На работе у меня всё нормально. Я не могу сказать: плохо, хороню или отлично. Нормально — и всё тут. Потому что я не рабочий. Первое время пытался считать себя таковым, но оглядевшись, сказал себе: нет, ты, братец, не рабочий. Как Болконцев когда-то назвал мою работу не-работой, так и я, оформленный в бумагах конторы рабочим, не могу назвать себя рабочим человеком. Я — заработник. Потому что работаю здесь временно. И все в моей бригаде не рабочие. Я уж не говорю о ветеринарах, которые, совершенно никого не стесняясь, только и рассуждают о том, как они приедут в родные места. Нанесут визиты своим прежним знакомым, приятелям. Разведают, как и что там: кто какую и где занимает должность. Некий Шашков обязательно устроит Крылова, а дружок его говорит, будто некий Лопатин Ростислав Федотыч примет его с радостью на работу.

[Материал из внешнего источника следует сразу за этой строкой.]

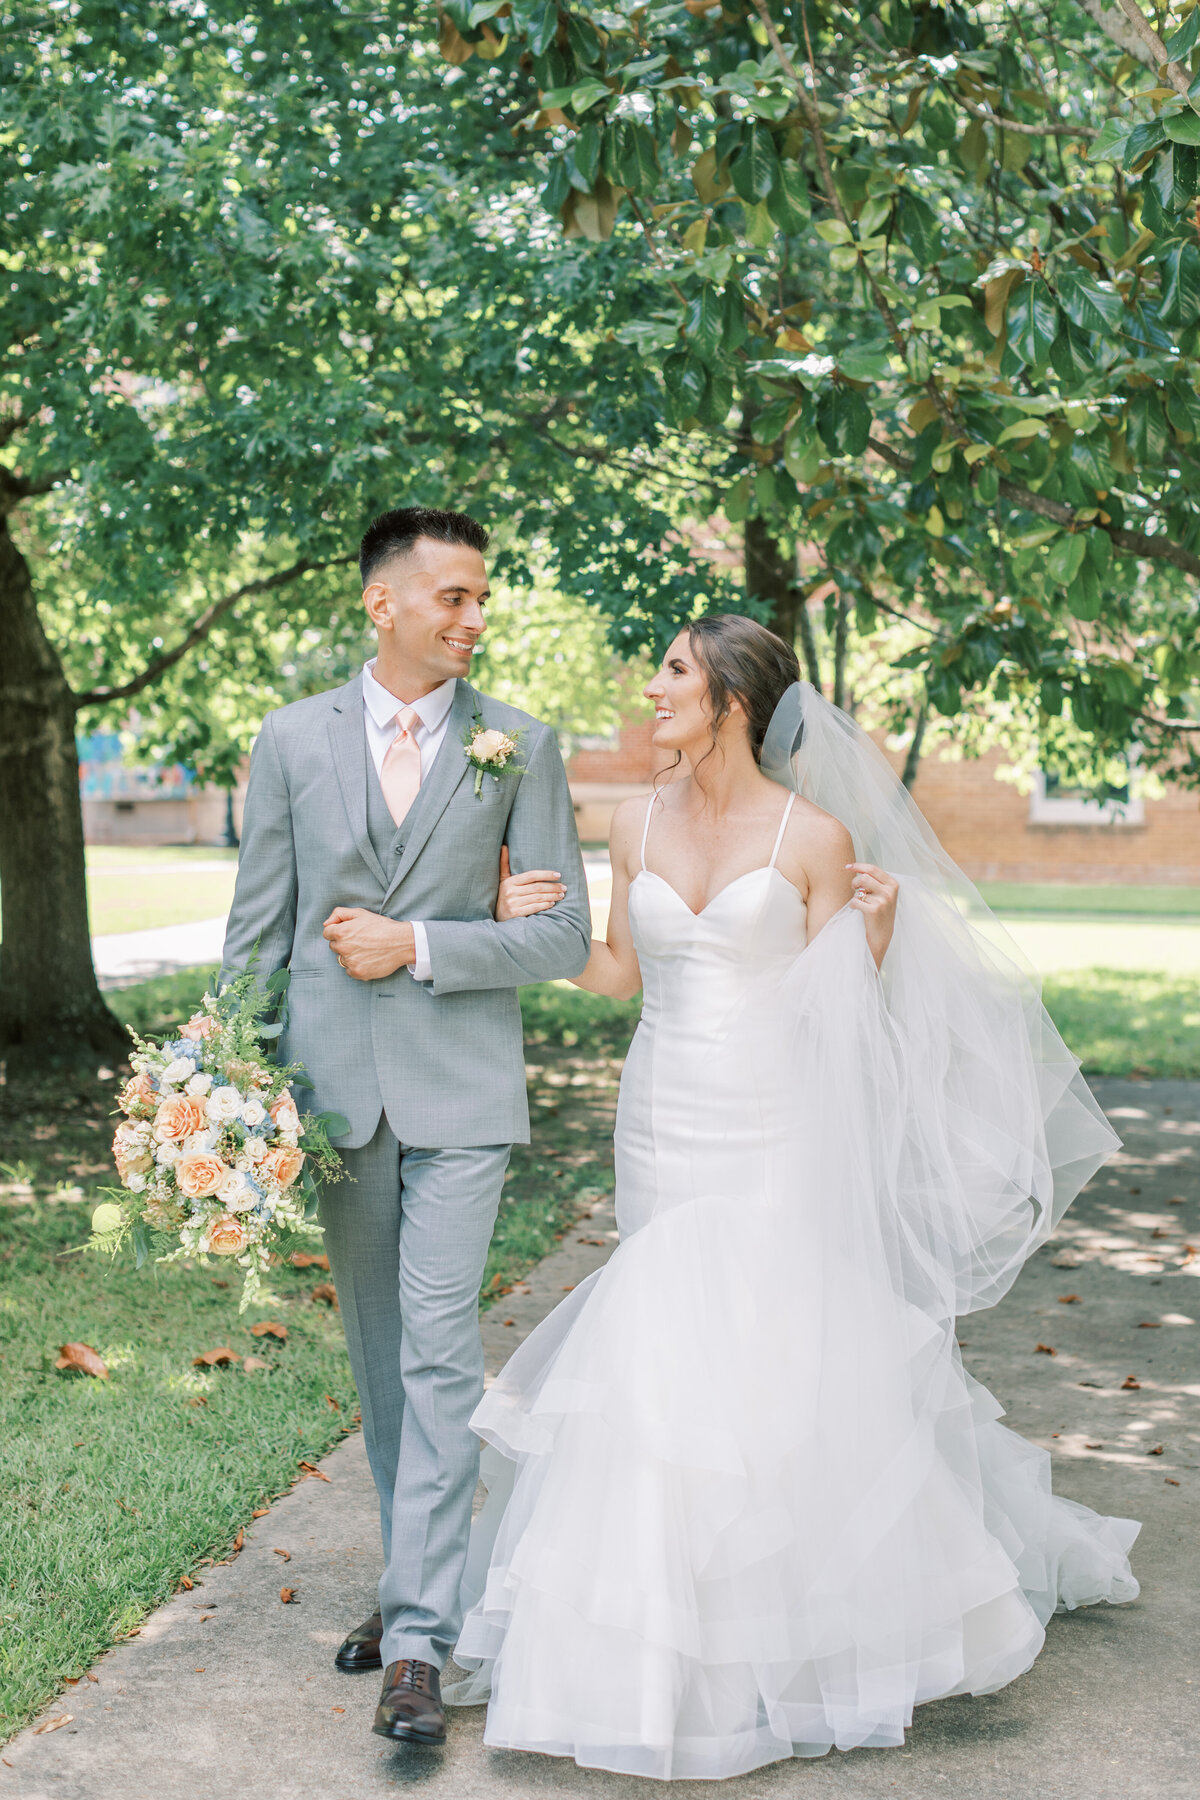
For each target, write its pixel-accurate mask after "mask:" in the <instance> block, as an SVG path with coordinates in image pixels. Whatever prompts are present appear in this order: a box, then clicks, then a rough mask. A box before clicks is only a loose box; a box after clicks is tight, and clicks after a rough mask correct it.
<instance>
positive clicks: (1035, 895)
mask: <svg viewBox="0 0 1200 1800" xmlns="http://www.w3.org/2000/svg"><path fill="white" fill-rule="evenodd" d="M979 891H981V895H982V896H984V900H986V902H988V905H990V907H991V911H993V913H999V914H1000V916H1004V918H1009V916H1018V914H1022V913H1033V914H1047V913H1049V914H1058V916H1063V914H1067V916H1070V918H1108V916H1112V914H1117V916H1121V918H1200V887H1121V886H1115V884H1114V886H1112V887H1106V886H1105V887H1085V886H1076V884H1074V882H1052V884H1051V882H979Z"/></svg>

Оба прикидывают: надо будет поработать несколько месяцев у этих людей. Получат характеристики, переведутся в другое место. Обсуждают варианты, как лучше скрыть свои судимости и так далее. И всё это шутя, со смехом.

В городе уже подсохло, по вечерам публика гуляет без пальто и плащей. И когда я вижу, как эти два типа, вырядившись в костюмчики, стройные, изящные, красивые и сильные (у них великолепные мускулы), прогуливаются лёгким шагом у городского сада или весело болтают с девушками, признаюсь, мне становится не по себе. На работе они в грязной робе, в тяжёлых сапогах, и у меня не возникает желания наблюдать за ними. Но в городе взгляд мой непроизвольно тянется к ним. Идут навстречу — я разглядываю их, пройдут — меня тянет оглянуться.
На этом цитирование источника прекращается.